As it was still 6 AM, I sprinted up the stairs, but just as I was about to jump back into my pajamas and go to sleep, my dad arose from his deep slumber and yelled, "Not so fast." He explained that a second email had been sent out by the superintendent explaining that all students attending school were one hundred percent safe and that those involved in the potential threats were under direct adult supervision at their homes. Although this was fortunate in the sense that nobody was going to die, it unfortunately meant that I would have to go to school.

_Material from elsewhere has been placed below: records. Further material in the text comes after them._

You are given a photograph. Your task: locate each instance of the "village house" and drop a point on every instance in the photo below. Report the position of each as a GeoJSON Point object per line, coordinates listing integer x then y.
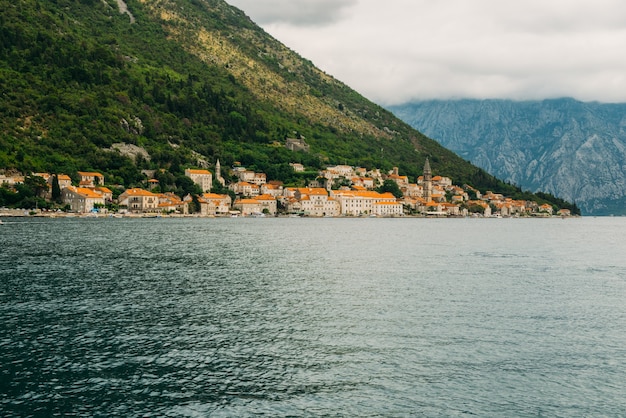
{"type": "Point", "coordinates": [107, 194]}
{"type": "Point", "coordinates": [268, 204]}
{"type": "Point", "coordinates": [297, 167]}
{"type": "Point", "coordinates": [81, 199]}
{"type": "Point", "coordinates": [171, 203]}
{"type": "Point", "coordinates": [254, 206]}
{"type": "Point", "coordinates": [139, 201]}
{"type": "Point", "coordinates": [243, 188]}
{"type": "Point", "coordinates": [90, 179]}
{"type": "Point", "coordinates": [401, 181]}
{"type": "Point", "coordinates": [355, 203]}
{"type": "Point", "coordinates": [387, 209]}
{"type": "Point", "coordinates": [274, 189]}
{"type": "Point", "coordinates": [203, 178]}
{"type": "Point", "coordinates": [64, 181]}
{"type": "Point", "coordinates": [316, 202]}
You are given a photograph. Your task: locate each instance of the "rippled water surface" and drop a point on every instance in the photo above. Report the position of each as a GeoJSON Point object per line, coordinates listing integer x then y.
{"type": "Point", "coordinates": [313, 317]}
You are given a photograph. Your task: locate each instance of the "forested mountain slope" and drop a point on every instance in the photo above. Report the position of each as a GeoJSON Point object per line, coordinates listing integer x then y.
{"type": "Point", "coordinates": [189, 81]}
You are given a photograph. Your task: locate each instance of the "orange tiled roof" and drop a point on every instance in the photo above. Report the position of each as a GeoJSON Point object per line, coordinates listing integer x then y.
{"type": "Point", "coordinates": [198, 171]}
{"type": "Point", "coordinates": [139, 192]}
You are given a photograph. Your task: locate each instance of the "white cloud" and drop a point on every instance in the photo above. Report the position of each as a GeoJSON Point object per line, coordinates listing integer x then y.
{"type": "Point", "coordinates": [399, 50]}
{"type": "Point", "coordinates": [298, 12]}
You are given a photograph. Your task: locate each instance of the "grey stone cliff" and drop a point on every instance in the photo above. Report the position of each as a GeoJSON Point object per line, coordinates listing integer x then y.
{"type": "Point", "coordinates": [572, 149]}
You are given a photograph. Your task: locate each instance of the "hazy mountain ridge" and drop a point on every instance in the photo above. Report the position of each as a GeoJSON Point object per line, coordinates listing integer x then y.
{"type": "Point", "coordinates": [195, 77]}
{"type": "Point", "coordinates": [572, 149]}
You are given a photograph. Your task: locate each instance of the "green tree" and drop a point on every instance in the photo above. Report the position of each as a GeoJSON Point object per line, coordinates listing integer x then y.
{"type": "Point", "coordinates": [56, 189]}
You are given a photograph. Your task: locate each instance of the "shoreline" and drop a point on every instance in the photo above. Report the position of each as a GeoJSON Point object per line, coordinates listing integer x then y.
{"type": "Point", "coordinates": [21, 213]}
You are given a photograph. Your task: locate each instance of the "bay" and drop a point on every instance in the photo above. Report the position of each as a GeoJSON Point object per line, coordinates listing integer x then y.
{"type": "Point", "coordinates": [313, 317]}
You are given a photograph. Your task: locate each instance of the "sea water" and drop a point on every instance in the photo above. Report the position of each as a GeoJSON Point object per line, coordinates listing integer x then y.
{"type": "Point", "coordinates": [313, 317]}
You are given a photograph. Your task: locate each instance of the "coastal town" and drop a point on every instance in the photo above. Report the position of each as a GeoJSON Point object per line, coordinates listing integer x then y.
{"type": "Point", "coordinates": [338, 191]}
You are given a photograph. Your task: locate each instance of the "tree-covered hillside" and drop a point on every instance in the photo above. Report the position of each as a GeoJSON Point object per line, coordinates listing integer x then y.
{"type": "Point", "coordinates": [186, 80]}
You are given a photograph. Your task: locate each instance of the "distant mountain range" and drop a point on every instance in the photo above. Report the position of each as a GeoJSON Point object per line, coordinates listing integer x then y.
{"type": "Point", "coordinates": [574, 150]}
{"type": "Point", "coordinates": [188, 82]}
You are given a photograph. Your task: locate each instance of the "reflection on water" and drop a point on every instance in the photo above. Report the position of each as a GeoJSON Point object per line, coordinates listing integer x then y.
{"type": "Point", "coordinates": [344, 317]}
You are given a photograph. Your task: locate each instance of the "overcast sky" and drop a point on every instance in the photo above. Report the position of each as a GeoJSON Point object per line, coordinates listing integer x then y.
{"type": "Point", "coordinates": [394, 51]}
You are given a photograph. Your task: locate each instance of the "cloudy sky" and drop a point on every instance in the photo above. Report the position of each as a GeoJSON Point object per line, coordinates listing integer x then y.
{"type": "Point", "coordinates": [394, 51]}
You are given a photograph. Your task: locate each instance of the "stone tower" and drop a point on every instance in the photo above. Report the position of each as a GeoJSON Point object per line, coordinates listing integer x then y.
{"type": "Point", "coordinates": [428, 182]}
{"type": "Point", "coordinates": [218, 173]}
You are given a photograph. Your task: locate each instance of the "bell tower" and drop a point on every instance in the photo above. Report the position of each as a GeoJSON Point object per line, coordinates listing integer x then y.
{"type": "Point", "coordinates": [428, 182]}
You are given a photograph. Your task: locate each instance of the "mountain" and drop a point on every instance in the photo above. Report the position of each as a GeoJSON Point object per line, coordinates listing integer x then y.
{"type": "Point", "coordinates": [184, 83]}
{"type": "Point", "coordinates": [571, 149]}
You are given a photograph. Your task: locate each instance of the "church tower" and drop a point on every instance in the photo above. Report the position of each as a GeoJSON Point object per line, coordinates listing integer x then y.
{"type": "Point", "coordinates": [428, 182]}
{"type": "Point", "coordinates": [218, 173]}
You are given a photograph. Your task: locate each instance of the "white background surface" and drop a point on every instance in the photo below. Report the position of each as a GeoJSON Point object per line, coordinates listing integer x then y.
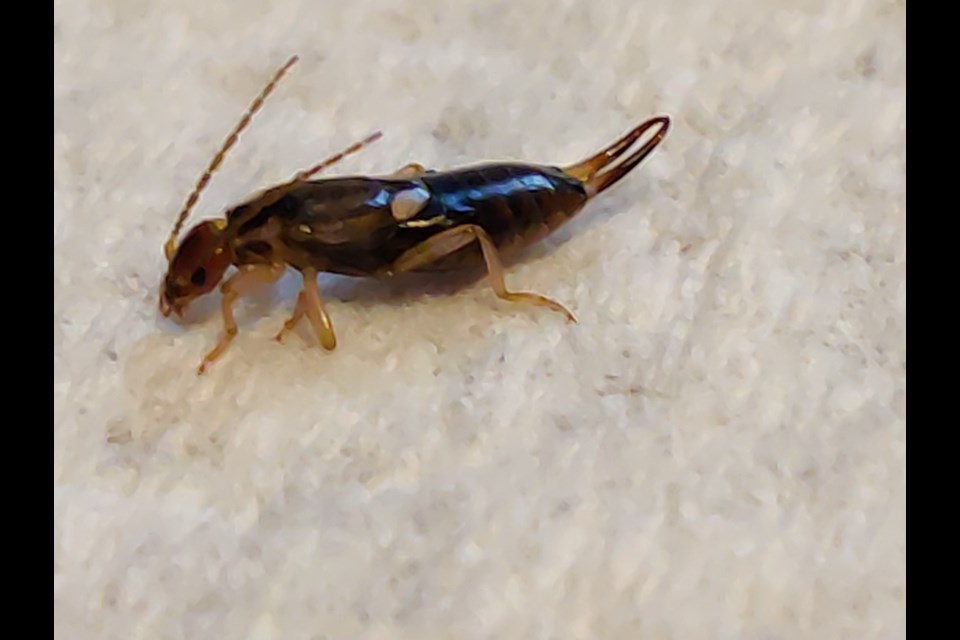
{"type": "Point", "coordinates": [717, 450]}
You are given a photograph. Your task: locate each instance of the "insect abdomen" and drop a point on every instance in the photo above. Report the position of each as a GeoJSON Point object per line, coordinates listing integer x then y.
{"type": "Point", "coordinates": [516, 204]}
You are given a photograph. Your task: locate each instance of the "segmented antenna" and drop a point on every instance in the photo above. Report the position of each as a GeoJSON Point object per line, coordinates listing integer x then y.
{"type": "Point", "coordinates": [170, 246]}
{"type": "Point", "coordinates": [274, 194]}
{"type": "Point", "coordinates": [337, 157]}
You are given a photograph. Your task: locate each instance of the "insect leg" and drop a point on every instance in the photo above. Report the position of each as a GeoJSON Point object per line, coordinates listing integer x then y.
{"type": "Point", "coordinates": [244, 281]}
{"type": "Point", "coordinates": [446, 242]}
{"type": "Point", "coordinates": [298, 312]}
{"type": "Point", "coordinates": [312, 306]}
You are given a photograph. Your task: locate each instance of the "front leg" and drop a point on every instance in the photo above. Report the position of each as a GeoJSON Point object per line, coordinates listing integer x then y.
{"type": "Point", "coordinates": [247, 279]}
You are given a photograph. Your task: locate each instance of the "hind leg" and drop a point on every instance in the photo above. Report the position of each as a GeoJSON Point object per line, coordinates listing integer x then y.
{"type": "Point", "coordinates": [451, 240]}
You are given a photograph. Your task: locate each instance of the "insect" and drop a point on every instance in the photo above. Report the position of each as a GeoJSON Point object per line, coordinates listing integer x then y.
{"type": "Point", "coordinates": [413, 220]}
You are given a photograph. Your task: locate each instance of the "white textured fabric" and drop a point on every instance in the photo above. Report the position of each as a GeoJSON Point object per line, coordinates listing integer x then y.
{"type": "Point", "coordinates": [716, 450]}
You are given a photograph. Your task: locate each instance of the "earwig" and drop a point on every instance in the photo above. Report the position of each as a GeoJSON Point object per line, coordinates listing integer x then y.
{"type": "Point", "coordinates": [414, 220]}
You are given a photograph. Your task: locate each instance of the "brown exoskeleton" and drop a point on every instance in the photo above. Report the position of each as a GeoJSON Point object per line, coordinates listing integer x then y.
{"type": "Point", "coordinates": [414, 220]}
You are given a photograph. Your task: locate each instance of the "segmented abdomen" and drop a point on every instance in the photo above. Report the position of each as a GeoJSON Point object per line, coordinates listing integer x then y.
{"type": "Point", "coordinates": [517, 204]}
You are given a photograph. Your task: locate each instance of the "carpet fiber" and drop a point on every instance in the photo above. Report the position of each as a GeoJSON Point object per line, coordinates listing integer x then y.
{"type": "Point", "coordinates": [716, 450]}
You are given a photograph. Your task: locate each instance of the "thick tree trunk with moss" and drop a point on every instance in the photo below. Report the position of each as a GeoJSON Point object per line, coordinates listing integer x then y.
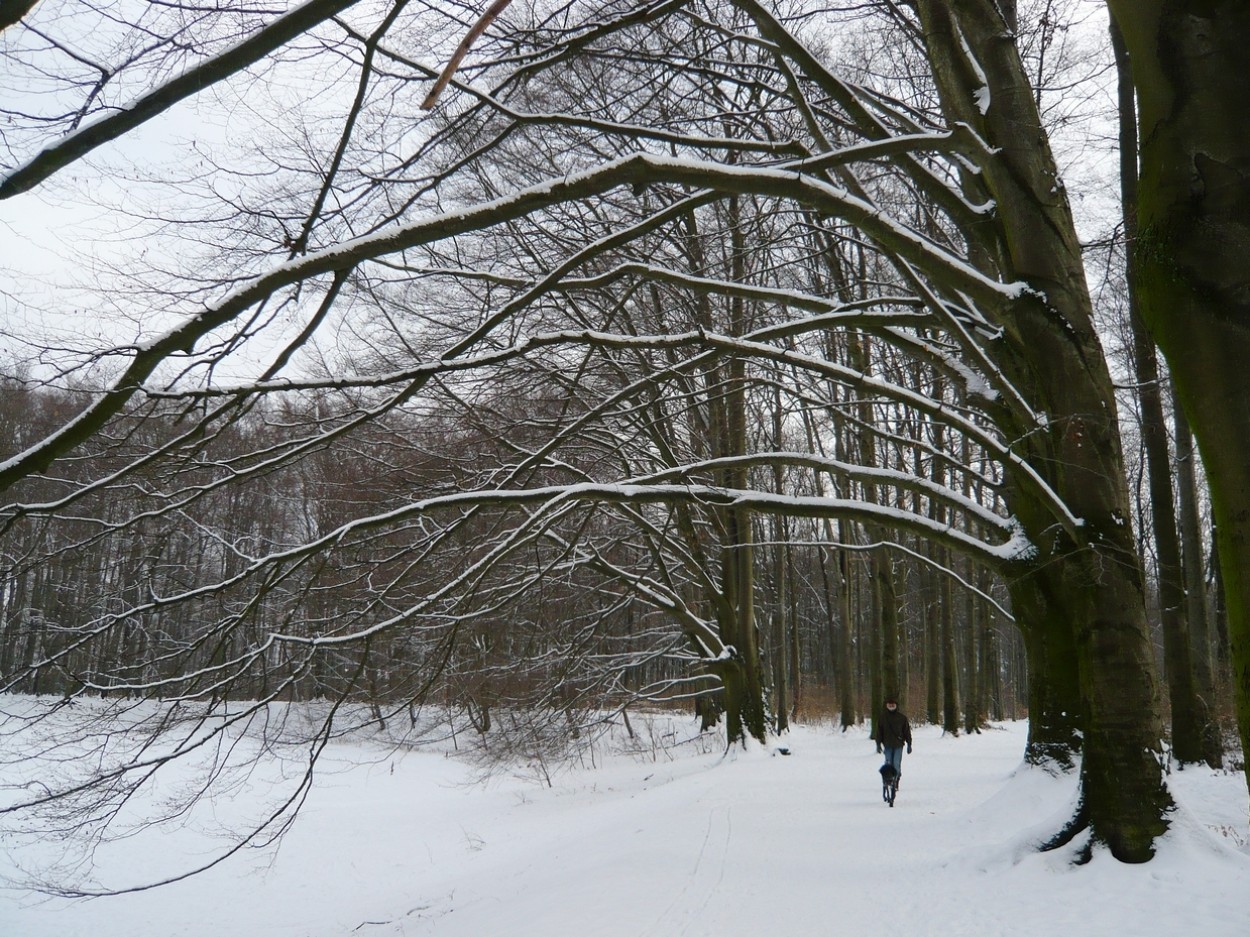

My sister and I reluctantly got in our father's car and drove to school. When I arrived, the school was more than half empty and in my first period there were only seven kids including me. To be fair, the superintendent said that students were safe at 6:45 AM, and although some parents probably knew that, they thought it would be better to be safe than sorry and TMJH can't expect these bewildered parents to know that their child won't die forty five minutes before the first bell. Although there was a slim chance of some person coming and killing everyone, it obviously didn't happen. Everyone panicked for nothing. That begged the question, what would happen if social media didn't exist? One of the main reasons this whole ordeal got blown out of proportion was because of the countless amount of people posting on their Snapchats and Instagrams about how you could potentially die at school. If ten years ago, when social media platforms didn't exist, would we have all gone to school? Sure, the school communicated the threat poorly and that scared people, but if we didn't blow it out of proportion, would everyone have been that frightened?

This entire incident made me think of life in general. Each and every day, there is a risk of danger and death. Hell, you can cross the street and get hit by a bus for all we know.  I get that some people were afraid to attend school on Tuesday because of some potential threat, but what if the shooter came on Wednesday, or the day after that? The point I'm trying to make is that life is too short and panic is not the best strategy by which to live our lives.  I guess the moral of this silly story is to live life to the fullest, because you never know when you might get shot during your Math test or get hit by a car on your way to school.  We can't let fear rule our lives. If we do we have given up control and conceded to those whose only goal is to instill fear.